Tuesday, June 30, 2026

Priorities

Work Log


Export BigQuery results into Google Drive — DA-1348

Situation

Yesterday, I already created an exploration document about exporting BigQuery query results into Google Drive. Today, I planned to implement the exploration document by creating an example of the integration within the Airflow.

Tasks

Create an Airflow DAG to export BigQuery query results into Google Drive.

Actions

Step 1. Create an Image and push into Artifact Registry.

rclone.conf
[gdrive]
type = drive
scope = drive
service_account_file = <service-account-json>

; https://drive.google.com/drive/folders/<root-folder-id>
root_folder_id = <root-folder-id>
Dockerfile
FROM google/cloud-sdk:alpine

COPY --from=rclone/rclone:latest /usr/local/bin/rclone /usr/local/bin/rclone
RUN apk add --no-cache bash

WORKDIR /app
COPY sync.sh .
COPY rclone.conf .
RUN chmod +x sync.sh
sync.sh
#!/bin/bash

GCS_BUCKET="gs://${BUCKET_ID}"
DRIVE_REMOTE="gdrive"
GCS_GLOB="${GCS_BUCKET}/${USER_ID}/${QUERY_ID}/${QUERY_ID}_*.csv"
QUERY=$(cat "${QUERY_PATH}")

gcloud auth activate-service-account --key-file="${GOOGLE_APPLICATION_CREDENTIALS}"
bq query --use_legacy_sql=false \
"EXPORT DATA OPTIONS (
   uri      = '${GCS_GLOB}',
   format   = 'CSV',
   header   = true,
   overwrite = true
 ) AS
 ${QUERY}"

# If the file size is greater than 100 MB, throw an error.
# This is to ensure the Airflow VM Instance keep running.
MAX_BYTES=$((100 * 1024 * 1024))
TOTAL_BYTES=$(gcloud storage du -s "${GCS_GLOB}" | awk '{print $1}')
if [ "${TOTAL_BYTES}" -gt "${MAX_BYTES}" ]; then
  echo "Total size ${TOTAL_BYTES} bytes exceeds the ${MAX_BYTES} bytes (100 MB) limit." >&2
  exit 1
fi

TMP="$(mktemp -d)"
trap 'rm -rf "$TMP"' EXIT
gcloud storage cp "${GCS_GLOB}" "${TMP}/"

rclone config show
rclone sync "${TMP}" "${DRIVE_REMOTE}:${USER_ID}/${QUERY_ID}"

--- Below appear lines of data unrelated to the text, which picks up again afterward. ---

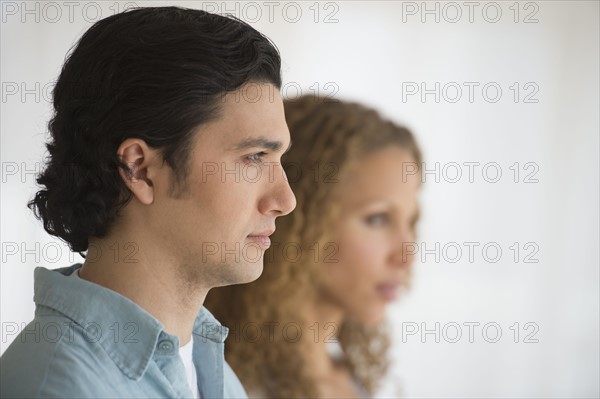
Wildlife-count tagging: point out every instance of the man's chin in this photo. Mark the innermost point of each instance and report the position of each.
(242, 273)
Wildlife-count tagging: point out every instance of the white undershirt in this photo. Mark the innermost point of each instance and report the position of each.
(186, 353)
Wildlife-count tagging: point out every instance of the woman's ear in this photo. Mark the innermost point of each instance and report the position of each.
(139, 158)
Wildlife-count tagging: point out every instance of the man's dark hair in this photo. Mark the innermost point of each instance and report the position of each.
(151, 73)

Step 2. Create an Airflow DAG, and use the created Image.

...

t1 = DockerOperator(
    task_id='run_task_1',
    image='bigquery_to_gdrive:0.0.9',
    mounts=[
        Mount(source='/secrets', target='/secrets', type='bind'),
        Mount(source='/scripts', target='/scripts', type='bind'),
    ],
    api_version='auto',
    auto_remove=True,
    command="sh /app/sync.sh ",
    docker_url="unix://var/run/docker.sock",
    network_mode="bridge",
    dag=dag,
    environment = {
        'GOOGLE_APPLICATION_CREDENTIALS':'<service-account-json>',
        'USER_ID':'<user-id>',
        'QUERY_ID':'<query-id>',
        'QUERY_PATH':'<query-path>',
        'BUCKET_ID':'<bucket-id>',
        'RCLONE_CONFIG':'<rclone-config>',
    },
    xcom_all=True,
    tty=True,
)

t1

Result

Currently, We have a workflow for exporting the BigQuery query results into Google Drive. Furthermore, I already created a playbook for this workflow so that the data stakeholders can create the workflow by themselves.


Blockers

N/A

Carry-overs

Reflection

N/A